By preparing ahead of time, you are setting yourself up for success.

Be a Giver

Instead of heading into negotiations focusing on what you stand to gain, try to start from a place of generosity. Research has shown that being generous while negotiating may be a sign of intelligence. Additionally, people who exhibit generosity during negotiations tend to make their counterparts better negotiators too. These smarter individuals who focus on how to meet their counterpart’s needs and not just satisfy their own tend to form stronger, long-term relationships.

During Negotiations

After you have done your preparation work and have a solid understanding of the issues, it is time to move into the negotiation process. Here are some effective strategies for navigating conversations that are both difficult and contentious:

Ask Questions to Uncover Hidden Motivations

When individuals head into negotiations, they tend to focus on their objective and what they want to say. However, according to experts, listening is even more critical to discovering the best solution for both parties. Former FBI negotiator Chris Voss explains: “We like to say that the key to flexibility is don’t be so sure of what you want that you wouldn’t take something better. If you’re focused on the number, you’re not seeing the other possibilities.”
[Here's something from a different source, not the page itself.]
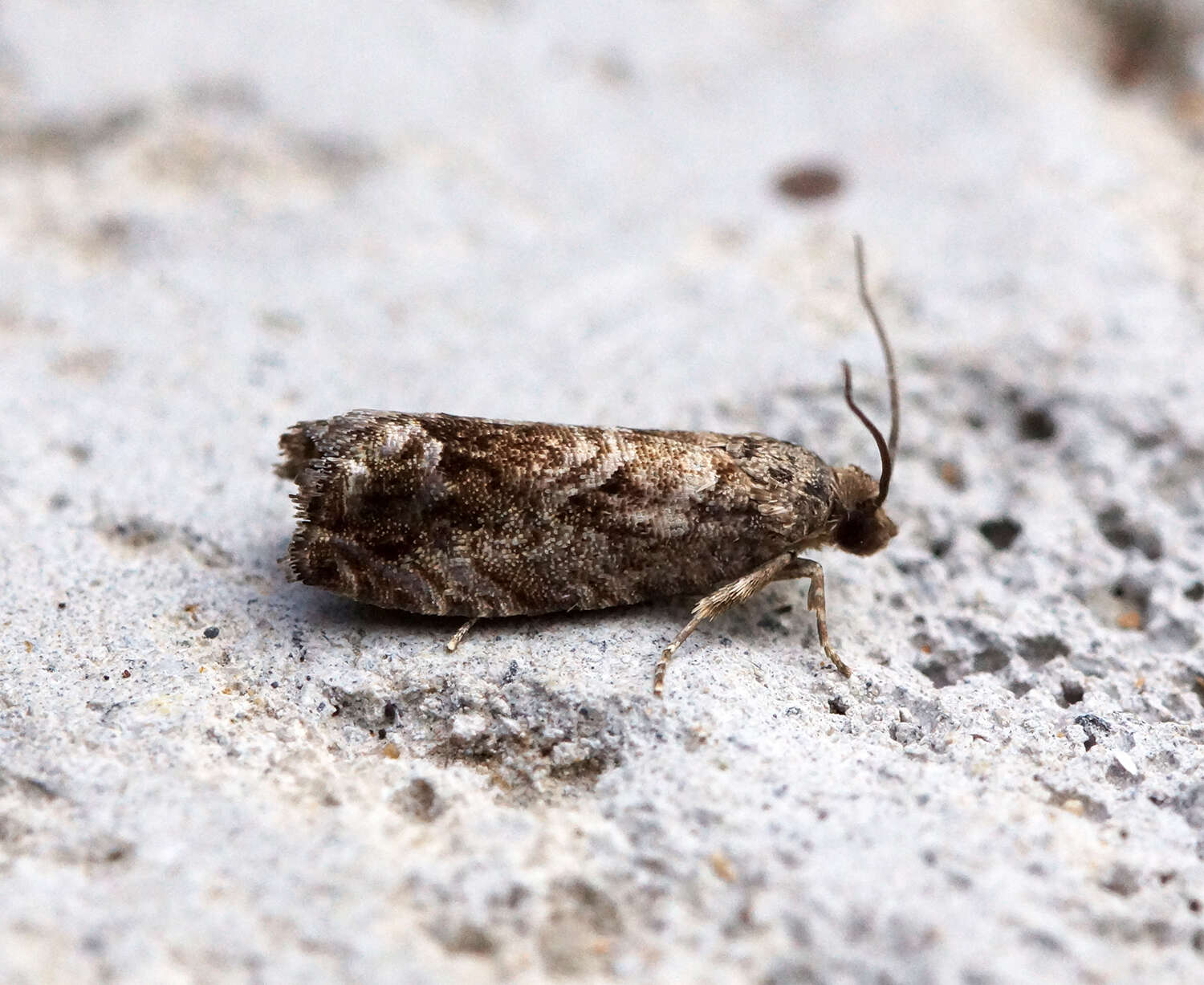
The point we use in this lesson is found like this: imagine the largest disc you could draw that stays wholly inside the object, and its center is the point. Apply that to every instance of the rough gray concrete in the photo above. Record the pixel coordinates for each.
(217, 221)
By asking questions and listening, you can convey to the other party that you are invested in finding a mutually satisfying solution. This approach can also help you understand the other party’s concerns and underlying motivations. It is only by gathering this information that you can effectively come up with a solution that works for both sides.
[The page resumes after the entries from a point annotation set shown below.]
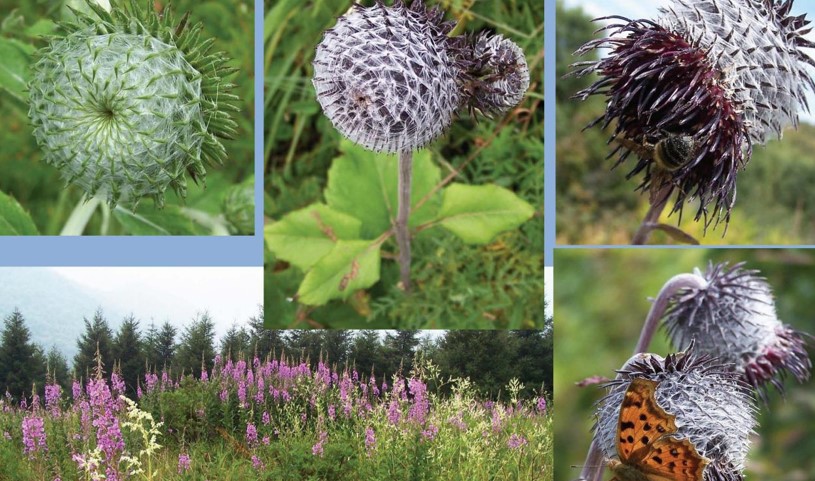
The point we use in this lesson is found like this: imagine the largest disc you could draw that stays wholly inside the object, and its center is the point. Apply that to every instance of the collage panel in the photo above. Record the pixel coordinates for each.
(121, 373)
(666, 109)
(127, 117)
(723, 374)
(403, 164)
Involve Your Counterpart in Finding a Solution

When dealing with hard bargainers, changing the game “from face-to-face confrontation into side-by-side problem-solving” can be highly effective. This approach involves restructuring the alignment of typical negotiations. Instead of trying to convince your counterpart to agree with your proposal, try presenting a few options and work through the reasoning behind each of them.
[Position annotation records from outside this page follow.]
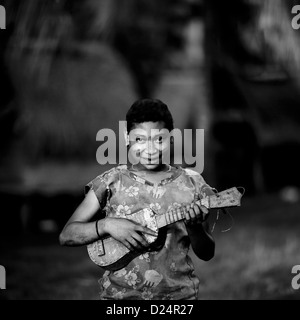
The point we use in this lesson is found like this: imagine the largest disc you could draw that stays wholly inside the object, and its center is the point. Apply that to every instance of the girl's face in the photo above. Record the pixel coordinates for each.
(148, 142)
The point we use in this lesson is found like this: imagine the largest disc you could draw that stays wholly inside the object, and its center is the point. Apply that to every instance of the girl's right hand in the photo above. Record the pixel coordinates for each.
(128, 233)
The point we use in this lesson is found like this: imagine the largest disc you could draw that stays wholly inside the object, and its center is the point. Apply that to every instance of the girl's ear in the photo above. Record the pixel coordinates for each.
(126, 137)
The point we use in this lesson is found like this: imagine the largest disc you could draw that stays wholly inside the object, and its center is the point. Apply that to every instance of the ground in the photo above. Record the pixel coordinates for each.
(253, 260)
By allowing your counterpart to participate in the problem-solving process, you are creating an environment where they feel respected and heard. This process can build trust and rapport between parties, leading to a more positive and productive outcome.

Keep Aggression at Bay

Aggression has been shown to not only be unproductive but can also hamper the negotiation process. Instead, try to remain calm and collected throughout the negotiation process. William Ury, co-founder of Harvard Law School’s Program on Negotiation, suggests taking yourself mentally to a place where you can look down objectively on the dispute and plan your response. Removing your emotions from the situation can help to diffuse high-stress situations and lead to a more productive conversation.

Last-Ditch Efforts

Even after all of the preparation and effective strategies, sometimes negotiations can still be difficult. Here are some last-ditch efforts that might help:

Loop in Others

If you can’t seem to make any headway, sometimes it can be helpful to loop others into the process. Whether you CC relevant people or invite third parties to the meeting, you are creating documentation of your good-faith efforts to come up with an agreement. Additionally, holding the other party accountable for his or her actions can help to change the tone of the conversation. People are less likely to act unreasonably or disrespectful when there is another set of eyes on the situation.

Preserve the Relationship

Negotiation is not just about accomplishing what you came to do; it is also about preserving the relationship. Even if an agreement is not reached, concluding on an amicable note will help with future negotiations. Expressing genuine appreciation or even a little humor can go a long way. As Chris Voss advises, “Never be mean to someone who can hurt you by doing nothing. If you’re good, they’ll be delighted to do for you whatever they can. A playful, enjoyable attitude gives you latitude.”


Negotiation can be a challenging process, especially when faced with difficult counterparts. However, with the right strategies in place, individuals can achieve positive outcomes and maintain important relationships. By being prepared, generous, and focused on the other party’s needs, individuals can move towards a mutually satisfying outcome for both parties.